Posted to commits@beam.apache.org by bo...@apache.org on 2021/01/22 19:14:40 UTC

[beam] branch master updated: Expose commit_offset_in_finalize and timestamp_policy to ReadFromKafka.

This is an automated email from the ASF dual-hosted git repository.

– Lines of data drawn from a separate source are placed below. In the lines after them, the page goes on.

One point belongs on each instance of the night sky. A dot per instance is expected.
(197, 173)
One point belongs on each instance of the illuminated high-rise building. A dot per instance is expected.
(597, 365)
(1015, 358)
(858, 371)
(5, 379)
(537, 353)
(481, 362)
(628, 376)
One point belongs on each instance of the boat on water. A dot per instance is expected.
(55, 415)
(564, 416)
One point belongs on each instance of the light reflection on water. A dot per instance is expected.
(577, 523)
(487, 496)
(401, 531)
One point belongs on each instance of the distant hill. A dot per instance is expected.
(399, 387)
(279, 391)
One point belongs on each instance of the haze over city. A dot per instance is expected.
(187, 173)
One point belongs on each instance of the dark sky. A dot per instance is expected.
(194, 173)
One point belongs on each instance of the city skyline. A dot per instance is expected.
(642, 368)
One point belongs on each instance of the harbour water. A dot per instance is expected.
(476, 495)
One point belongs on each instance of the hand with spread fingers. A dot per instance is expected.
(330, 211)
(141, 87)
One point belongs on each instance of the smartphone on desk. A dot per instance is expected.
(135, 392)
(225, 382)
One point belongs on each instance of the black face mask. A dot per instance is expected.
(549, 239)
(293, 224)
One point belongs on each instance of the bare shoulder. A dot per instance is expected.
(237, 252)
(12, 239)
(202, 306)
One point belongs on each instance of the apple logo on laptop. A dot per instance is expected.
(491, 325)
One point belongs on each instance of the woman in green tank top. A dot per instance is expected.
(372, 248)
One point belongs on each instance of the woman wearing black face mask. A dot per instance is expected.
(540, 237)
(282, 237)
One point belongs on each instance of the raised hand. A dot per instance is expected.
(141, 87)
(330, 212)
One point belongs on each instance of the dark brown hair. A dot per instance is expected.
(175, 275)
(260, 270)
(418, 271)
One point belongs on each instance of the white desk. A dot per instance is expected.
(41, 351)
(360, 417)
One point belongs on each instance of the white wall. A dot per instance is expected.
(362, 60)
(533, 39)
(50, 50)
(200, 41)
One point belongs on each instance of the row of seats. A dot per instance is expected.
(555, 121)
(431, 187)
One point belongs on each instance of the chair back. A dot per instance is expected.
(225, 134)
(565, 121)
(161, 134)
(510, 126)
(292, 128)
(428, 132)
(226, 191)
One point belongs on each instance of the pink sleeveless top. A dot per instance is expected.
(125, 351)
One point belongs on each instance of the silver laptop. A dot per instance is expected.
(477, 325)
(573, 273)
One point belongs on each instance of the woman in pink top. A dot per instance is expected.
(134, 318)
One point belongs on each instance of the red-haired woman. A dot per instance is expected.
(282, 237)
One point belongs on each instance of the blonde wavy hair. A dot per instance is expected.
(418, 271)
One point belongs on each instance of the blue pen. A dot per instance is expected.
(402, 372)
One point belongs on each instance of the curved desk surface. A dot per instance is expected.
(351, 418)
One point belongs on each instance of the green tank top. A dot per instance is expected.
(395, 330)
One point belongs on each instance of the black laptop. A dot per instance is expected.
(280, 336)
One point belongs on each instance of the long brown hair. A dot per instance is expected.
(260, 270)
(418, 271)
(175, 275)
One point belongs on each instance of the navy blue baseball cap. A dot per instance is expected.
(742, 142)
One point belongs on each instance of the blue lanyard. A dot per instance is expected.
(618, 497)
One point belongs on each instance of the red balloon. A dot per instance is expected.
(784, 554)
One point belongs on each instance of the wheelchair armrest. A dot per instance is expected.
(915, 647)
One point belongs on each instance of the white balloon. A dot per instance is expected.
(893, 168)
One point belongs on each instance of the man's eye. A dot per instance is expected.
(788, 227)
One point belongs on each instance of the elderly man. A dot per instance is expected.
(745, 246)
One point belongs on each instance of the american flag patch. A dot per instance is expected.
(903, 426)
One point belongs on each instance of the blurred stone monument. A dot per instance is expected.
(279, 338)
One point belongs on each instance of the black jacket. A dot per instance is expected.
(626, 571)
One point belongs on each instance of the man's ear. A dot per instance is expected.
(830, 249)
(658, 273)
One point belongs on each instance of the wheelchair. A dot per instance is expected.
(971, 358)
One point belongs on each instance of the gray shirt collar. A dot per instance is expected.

boyuanz pushed a commit to branch master
in repository https://gitbox.apache.org/repos/asf/beam.git


The following commit(s) were added to refs/heads/master by this push:
     new 04ae01c  Expose commit_offset_in_finalize and timestamp_policy to ReadFromKafka.
     new 8b759d1  Merge pull request #13779 from [BEAM-11677] Expose commit_offset_in_finalize and timestamp_policy to ReadFromKafka
04ae01c is described below

commit 04ae01ca97e0258d831d80bc5216ec160605a981
Author: Boyuan Zhang <bo...@google.com>
AuthorDate: Tue Jan 19 15:49:34 2021 -0800

    Expose commit_offset_in_finalize and timestamp_policy to ReadFromKafka.
---
 .../java/org/apache/beam/sdk/io/kafka/KafkaIO.java | 29 ++++++++++++++++--
 .../beam/sdk/io/kafka/KafkaIOExternalTest.java     |  6 +++-
 sdks/python/apache_beam/io/kafka.py                | 34 +++++++++++++++-------
 .../runners/portability/flink_runner_test.py       |  5 +++-
 4 files changed, 60 insertions(+), 14 deletions(-)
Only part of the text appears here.